Table 4 shows the results of our fixed effects model for average manufacturing wages in Mexican states. The results indicate that an increase in foreign investment at the state level (measured by the proportion of manufacturing workers employed in foreign firms in the state) results in an increase in average wages. The results strongly suggest that foreign investment has indeed benefited workers in manufacturing firms in Mexico by raising their average wages. Given the disproportionate allocation of foreign investment in some Mexican states (such as those along the U.S. border), as opposed to others (such as those in Southern Mexico), the results of the fixed effects model also suggest that foreign investment may have exacerbated the income inequality across Mexico’s regions.
Table 4.
Fixed Effects Model of Log Average Manufacturing Wages in Mexican States, 1992–2001
Model | |
---|---|
Proportion workers in foreign-owned firms | 0.486** |
(0.178) | |
Average years of education of workers | 0.116** |
(0.037) | |
Average years of tenure of workers | 0.048** |
(0.014) | |
Proportion female workers | −0.858* |
(0.357) | |
State-level GDP per capita | −0.009 |
(0.020) | |
Year 1999 | 0.052 |
(0.048) | |
Year 2001 | 0.111 |
(0.057) | |
Constant | −0.713 |
(0.459) | |
R-squared within | 0.5432 |
R-squared between | 0.3132 |
R-squared overall | 0.4020 |
Discussion and Conclusions
Our analysis has demonstrated that foreign investment and export production have a positive effect on wages in Mexico: Not only do foreign and export-oriented firms pay workers significantly more than other firms even after controlling for other relevant firm and worker characteristics, but they also appear to raise regional wage levels.15 It might at first seem difficult to reconcile these positive effects of foreign and export firms on workers’ wages in Mexico with the harmful effects of foreign investment and export production found by researchers using cross-national research methods. Over the past two decades, researchers in the dependency theory tradition and many others have found foreign direct investment and export production to be associated with increasing levels of inequality at the national level (Bornschier and Chase-Dunn, 1985; Alderson and Nielsen, 1999). However, the results of our statistical analysis are actually consistent with those of researchers using cross-national research methods. As we noted earlier, foreign firms may increase income inequality even while they raise wages. They may increase inequality in three different ways: First, by paying higher wages, foreign firms create a gap between workers employed in the foreign and domestic sectors. Second, our analysis further revealed higher wage premiums for workers in higher occupational groups. By raising the wages of white-collar workers and managers more than those of blue-collar workers, foreign firms may therefore be worsening an already unequal income distribution. Finally, the results of our spillover models suggest that workers in regions of the country with a greater presence of foreign investment receive higher wages. Since foreign firms are more likely to operate in certain states such as those located near the U.S. border, foreign investment flows may also be increasing inequality across regions. All these findings are highly suggestive of a positive association between foreign investment and income inequality in Mexico. However, a proper test of the effect that foreign firms have on the income distribution requires more detailed information than currently available in our surveys. Our study does, however, demonstrate that foreign investment may simultaneously raise average wage levels and increase inequality, thereby reconciling findings from previous studies.

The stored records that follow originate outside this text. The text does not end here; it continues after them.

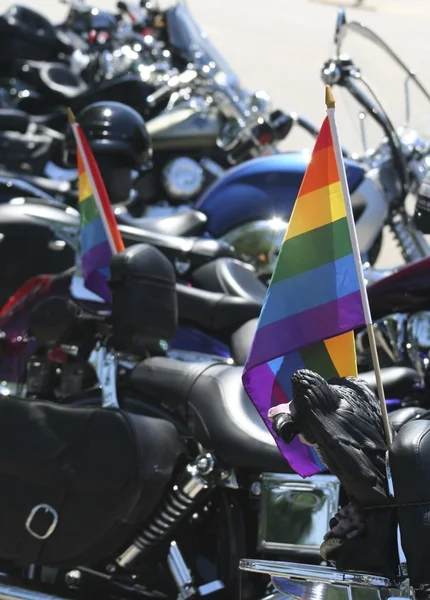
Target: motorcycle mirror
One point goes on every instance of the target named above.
(408, 78)
(341, 30)
(362, 116)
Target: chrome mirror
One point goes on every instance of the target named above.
(341, 30)
(418, 341)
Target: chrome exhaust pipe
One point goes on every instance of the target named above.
(10, 591)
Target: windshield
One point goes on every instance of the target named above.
(186, 36)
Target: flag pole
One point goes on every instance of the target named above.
(331, 104)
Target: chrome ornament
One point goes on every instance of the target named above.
(183, 178)
(295, 513)
(418, 341)
(258, 243)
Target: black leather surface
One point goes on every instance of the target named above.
(230, 276)
(51, 186)
(410, 469)
(399, 417)
(190, 223)
(241, 340)
(221, 415)
(216, 313)
(397, 381)
(12, 119)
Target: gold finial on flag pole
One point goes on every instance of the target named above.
(71, 116)
(330, 102)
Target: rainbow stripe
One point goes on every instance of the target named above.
(99, 237)
(313, 303)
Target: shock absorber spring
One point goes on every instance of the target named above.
(191, 484)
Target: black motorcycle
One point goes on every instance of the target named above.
(167, 509)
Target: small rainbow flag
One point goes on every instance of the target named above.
(99, 237)
(313, 303)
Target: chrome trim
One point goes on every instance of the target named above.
(391, 338)
(313, 573)
(104, 364)
(374, 216)
(314, 582)
(191, 483)
(258, 243)
(418, 341)
(295, 513)
(183, 178)
(180, 572)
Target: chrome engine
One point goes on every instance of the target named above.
(402, 339)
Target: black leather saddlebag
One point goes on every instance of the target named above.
(76, 483)
(410, 468)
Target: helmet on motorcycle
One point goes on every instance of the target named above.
(113, 130)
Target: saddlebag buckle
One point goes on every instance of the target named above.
(33, 514)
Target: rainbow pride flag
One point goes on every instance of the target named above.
(313, 303)
(99, 237)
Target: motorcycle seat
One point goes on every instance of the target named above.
(401, 416)
(187, 223)
(397, 381)
(59, 78)
(230, 276)
(410, 471)
(12, 119)
(222, 417)
(51, 186)
(221, 314)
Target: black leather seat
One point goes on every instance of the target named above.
(241, 340)
(221, 415)
(397, 381)
(230, 276)
(187, 223)
(217, 313)
(410, 470)
(401, 416)
(60, 79)
(12, 119)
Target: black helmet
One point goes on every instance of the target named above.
(113, 130)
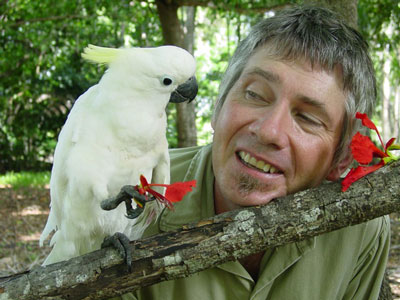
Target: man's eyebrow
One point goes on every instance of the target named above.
(270, 76)
(320, 106)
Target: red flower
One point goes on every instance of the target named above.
(364, 150)
(174, 192)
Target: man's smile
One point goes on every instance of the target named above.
(260, 165)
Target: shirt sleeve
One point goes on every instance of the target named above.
(368, 275)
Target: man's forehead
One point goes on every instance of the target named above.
(267, 51)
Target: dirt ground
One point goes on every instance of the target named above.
(23, 214)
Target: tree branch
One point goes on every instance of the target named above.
(226, 237)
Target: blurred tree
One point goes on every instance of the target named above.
(41, 72)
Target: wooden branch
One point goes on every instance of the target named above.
(196, 247)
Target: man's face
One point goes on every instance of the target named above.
(277, 132)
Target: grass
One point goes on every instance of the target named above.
(25, 179)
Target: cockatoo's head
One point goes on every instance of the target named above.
(165, 69)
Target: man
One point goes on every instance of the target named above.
(282, 124)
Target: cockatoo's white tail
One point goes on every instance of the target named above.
(100, 55)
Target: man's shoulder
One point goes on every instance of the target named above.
(183, 154)
(182, 159)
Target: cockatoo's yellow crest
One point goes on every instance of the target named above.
(100, 55)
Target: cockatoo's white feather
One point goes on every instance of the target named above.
(114, 133)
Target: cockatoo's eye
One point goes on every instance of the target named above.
(166, 80)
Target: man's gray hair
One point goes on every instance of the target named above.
(322, 38)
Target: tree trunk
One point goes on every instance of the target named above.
(346, 8)
(174, 35)
(226, 237)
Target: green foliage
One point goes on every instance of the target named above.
(25, 179)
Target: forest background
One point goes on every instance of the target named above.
(42, 72)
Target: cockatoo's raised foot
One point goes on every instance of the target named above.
(127, 193)
(121, 242)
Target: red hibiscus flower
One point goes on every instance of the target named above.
(364, 150)
(174, 192)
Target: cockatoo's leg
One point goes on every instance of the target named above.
(121, 242)
(127, 193)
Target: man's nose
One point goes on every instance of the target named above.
(273, 127)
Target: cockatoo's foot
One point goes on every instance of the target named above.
(127, 193)
(121, 242)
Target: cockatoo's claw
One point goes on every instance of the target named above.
(133, 213)
(121, 242)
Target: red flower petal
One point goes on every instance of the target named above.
(176, 191)
(366, 121)
(143, 181)
(389, 143)
(363, 149)
(359, 172)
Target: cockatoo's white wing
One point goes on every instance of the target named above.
(114, 133)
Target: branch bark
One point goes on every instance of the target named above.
(196, 247)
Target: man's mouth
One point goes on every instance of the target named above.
(257, 164)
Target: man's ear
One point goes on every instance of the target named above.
(340, 167)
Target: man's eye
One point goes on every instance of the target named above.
(250, 95)
(309, 120)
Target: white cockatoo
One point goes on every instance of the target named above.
(115, 132)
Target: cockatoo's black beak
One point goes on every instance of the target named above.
(185, 92)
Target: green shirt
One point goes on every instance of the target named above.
(345, 264)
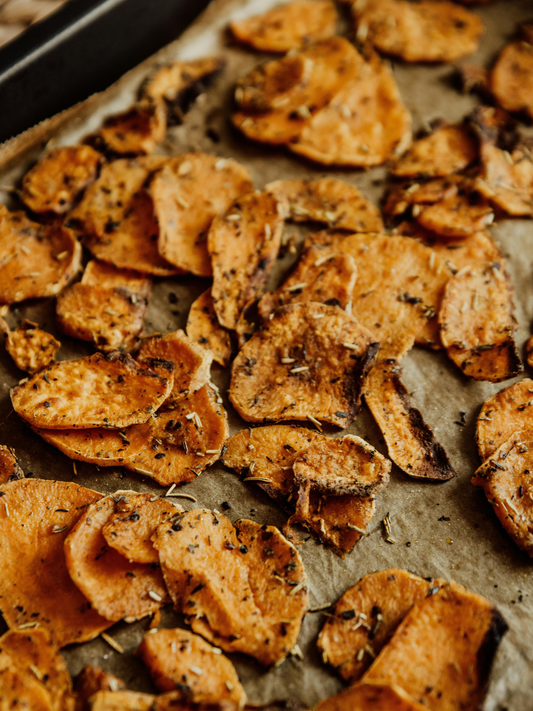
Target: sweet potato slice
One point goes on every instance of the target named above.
(449, 149)
(450, 639)
(477, 323)
(503, 414)
(329, 200)
(427, 31)
(243, 246)
(289, 26)
(241, 586)
(115, 587)
(204, 328)
(59, 177)
(300, 367)
(129, 530)
(96, 391)
(173, 658)
(362, 125)
(192, 362)
(410, 442)
(366, 617)
(31, 348)
(35, 518)
(35, 261)
(326, 279)
(187, 194)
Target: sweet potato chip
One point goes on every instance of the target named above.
(241, 586)
(116, 588)
(289, 26)
(187, 194)
(362, 126)
(300, 366)
(129, 530)
(31, 348)
(204, 328)
(192, 362)
(36, 589)
(35, 261)
(329, 200)
(96, 391)
(449, 149)
(326, 279)
(59, 177)
(243, 246)
(366, 616)
(426, 31)
(410, 442)
(442, 652)
(477, 323)
(177, 660)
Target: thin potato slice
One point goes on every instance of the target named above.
(35, 518)
(477, 323)
(173, 658)
(243, 246)
(449, 149)
(96, 391)
(366, 617)
(326, 279)
(187, 194)
(35, 261)
(426, 31)
(31, 348)
(300, 367)
(289, 26)
(363, 124)
(329, 200)
(204, 328)
(508, 484)
(442, 652)
(116, 588)
(410, 442)
(59, 178)
(222, 577)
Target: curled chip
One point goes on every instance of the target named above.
(502, 415)
(243, 246)
(59, 177)
(449, 149)
(130, 528)
(31, 348)
(442, 652)
(366, 616)
(326, 279)
(410, 442)
(242, 586)
(96, 391)
(187, 194)
(329, 200)
(426, 31)
(204, 328)
(115, 587)
(508, 484)
(36, 589)
(363, 125)
(288, 26)
(300, 367)
(182, 661)
(192, 362)
(35, 261)
(117, 217)
(477, 323)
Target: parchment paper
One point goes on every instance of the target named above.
(471, 547)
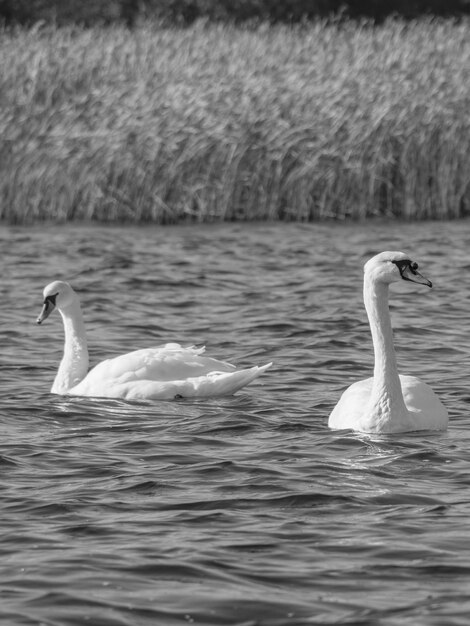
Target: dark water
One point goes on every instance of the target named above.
(242, 510)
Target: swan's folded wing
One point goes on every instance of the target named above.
(211, 385)
(162, 364)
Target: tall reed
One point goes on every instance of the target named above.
(218, 122)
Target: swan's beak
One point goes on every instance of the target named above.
(47, 309)
(410, 274)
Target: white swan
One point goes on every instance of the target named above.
(159, 373)
(388, 402)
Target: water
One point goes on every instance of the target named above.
(240, 510)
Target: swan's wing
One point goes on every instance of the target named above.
(349, 411)
(210, 385)
(427, 411)
(164, 363)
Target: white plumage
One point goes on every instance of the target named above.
(159, 373)
(388, 402)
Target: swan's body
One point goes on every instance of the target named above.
(160, 373)
(387, 402)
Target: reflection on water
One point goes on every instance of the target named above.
(239, 510)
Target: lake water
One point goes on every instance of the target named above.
(243, 510)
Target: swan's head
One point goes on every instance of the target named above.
(391, 267)
(57, 294)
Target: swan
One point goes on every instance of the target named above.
(388, 402)
(160, 373)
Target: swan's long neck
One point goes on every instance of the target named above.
(386, 402)
(74, 365)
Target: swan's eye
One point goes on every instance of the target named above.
(51, 299)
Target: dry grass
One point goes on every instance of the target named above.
(217, 122)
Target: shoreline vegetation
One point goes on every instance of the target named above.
(220, 122)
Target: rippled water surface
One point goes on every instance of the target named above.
(240, 510)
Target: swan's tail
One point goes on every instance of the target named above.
(227, 383)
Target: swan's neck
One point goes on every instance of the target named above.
(386, 402)
(74, 365)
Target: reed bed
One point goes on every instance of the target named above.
(217, 122)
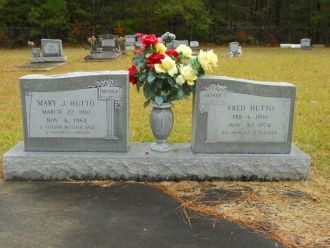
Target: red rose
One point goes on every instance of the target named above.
(149, 39)
(154, 58)
(172, 52)
(138, 52)
(132, 74)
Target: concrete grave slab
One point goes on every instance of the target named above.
(140, 163)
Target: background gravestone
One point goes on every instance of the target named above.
(177, 43)
(242, 116)
(130, 39)
(234, 49)
(52, 51)
(75, 111)
(305, 43)
(108, 42)
(109, 48)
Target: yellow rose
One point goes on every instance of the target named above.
(159, 68)
(180, 80)
(167, 66)
(185, 50)
(160, 48)
(189, 74)
(207, 60)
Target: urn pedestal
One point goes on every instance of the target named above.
(161, 123)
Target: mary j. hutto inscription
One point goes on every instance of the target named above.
(95, 108)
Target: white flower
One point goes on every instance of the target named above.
(185, 50)
(160, 48)
(207, 60)
(180, 80)
(189, 74)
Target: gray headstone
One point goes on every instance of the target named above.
(194, 44)
(242, 116)
(130, 39)
(177, 43)
(83, 111)
(305, 43)
(51, 47)
(234, 48)
(52, 51)
(109, 42)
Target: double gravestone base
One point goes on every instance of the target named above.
(140, 163)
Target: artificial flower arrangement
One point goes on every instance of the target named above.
(165, 74)
(168, 37)
(92, 40)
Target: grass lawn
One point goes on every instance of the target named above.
(295, 213)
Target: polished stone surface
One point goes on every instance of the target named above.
(232, 115)
(81, 111)
(140, 163)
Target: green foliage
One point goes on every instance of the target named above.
(48, 18)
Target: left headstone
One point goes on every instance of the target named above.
(83, 111)
(52, 51)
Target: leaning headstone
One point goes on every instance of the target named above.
(52, 51)
(234, 49)
(305, 43)
(177, 43)
(75, 112)
(242, 116)
(194, 44)
(109, 48)
(108, 42)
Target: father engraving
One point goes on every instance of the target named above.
(242, 116)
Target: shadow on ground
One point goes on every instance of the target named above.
(58, 214)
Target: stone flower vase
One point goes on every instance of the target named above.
(161, 123)
(35, 52)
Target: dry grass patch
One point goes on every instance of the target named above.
(295, 213)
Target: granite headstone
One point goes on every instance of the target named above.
(234, 49)
(84, 111)
(242, 116)
(305, 43)
(52, 51)
(130, 39)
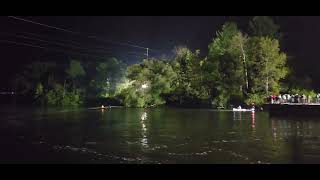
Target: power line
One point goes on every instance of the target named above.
(45, 48)
(78, 33)
(101, 50)
(57, 50)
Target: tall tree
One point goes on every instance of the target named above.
(226, 61)
(75, 71)
(188, 84)
(149, 82)
(109, 74)
(267, 65)
(264, 26)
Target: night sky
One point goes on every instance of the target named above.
(160, 33)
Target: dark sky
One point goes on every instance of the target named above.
(161, 33)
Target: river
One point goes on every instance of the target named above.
(155, 136)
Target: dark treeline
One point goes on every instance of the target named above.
(240, 67)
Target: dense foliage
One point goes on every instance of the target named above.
(240, 67)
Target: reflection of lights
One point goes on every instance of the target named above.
(253, 120)
(144, 86)
(144, 116)
(144, 140)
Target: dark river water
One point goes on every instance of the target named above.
(155, 136)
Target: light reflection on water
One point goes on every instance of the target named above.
(144, 140)
(170, 135)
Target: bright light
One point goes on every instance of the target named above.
(144, 86)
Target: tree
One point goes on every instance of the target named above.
(266, 65)
(75, 71)
(226, 64)
(109, 74)
(187, 65)
(149, 82)
(264, 26)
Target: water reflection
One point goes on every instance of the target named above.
(144, 140)
(282, 128)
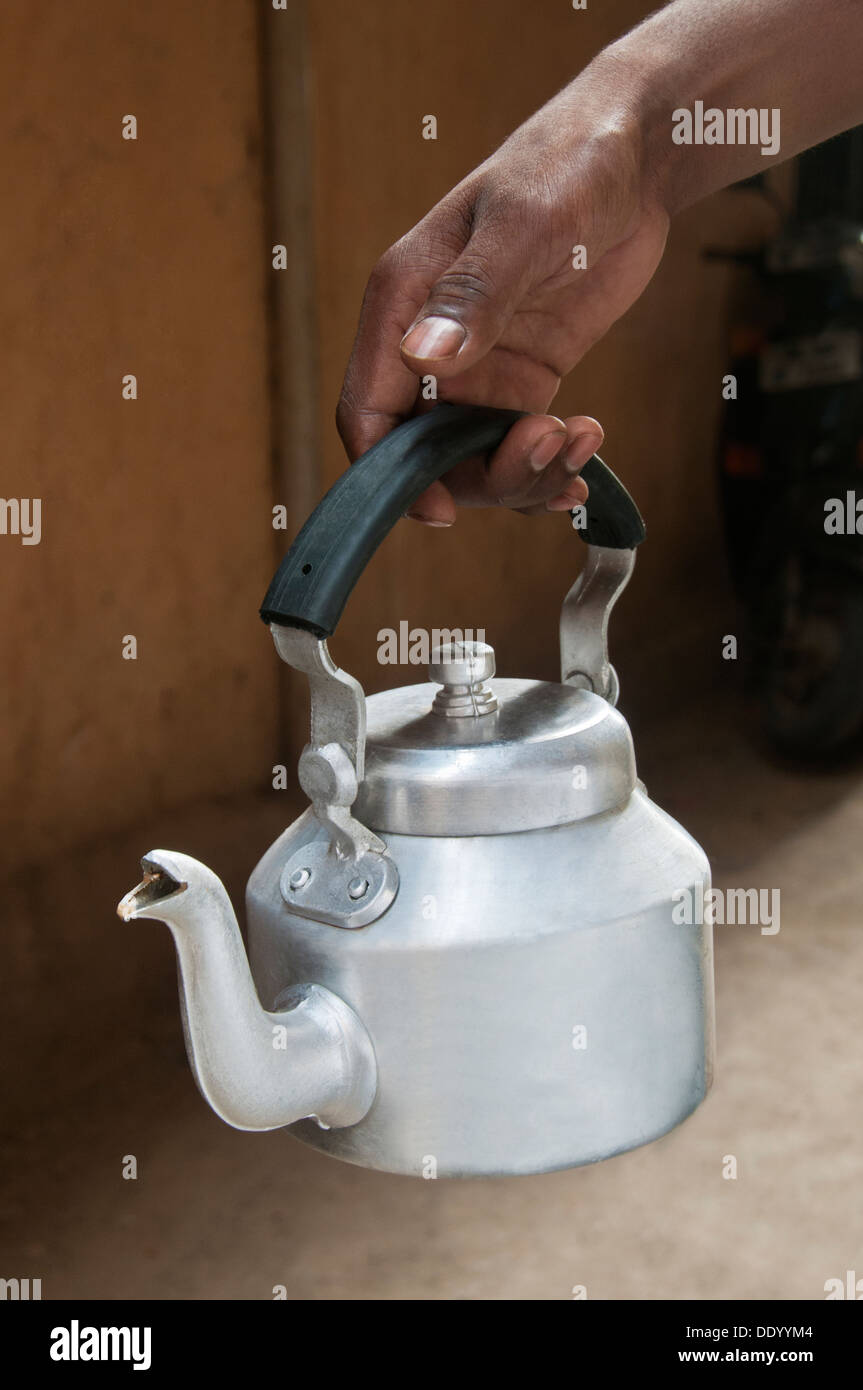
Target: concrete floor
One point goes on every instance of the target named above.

At a theoretical level, our paper has attempted to show how sociological research on labor markets can be brought to bear on the debate about the effects of globalization, and how globalization research can in turn inform labor market theory. The labor market approach we are proposing has the advantage of empirically grounding the globalization debate which has often been carried out in very broad, generalized terms. Labor market theory allows us to specify the micro-level mechanisms through which foreign investment and export production may affect workers’ lives. Our analysis may therefore be seen as an attempt to “bring the firms in” to globalization research. Globalization research in turn has the potential to advance labor market theory by highlighting the importance of international factors in the determination of wages. Specialists on labor markets and organizations have so far mostly ignored the effect that foreign ownership of a firm and its focus on export production may have on workers’ wages. Yet our analysis has shown that they have a strong, independent effect. Future work should strive to better understand why that is.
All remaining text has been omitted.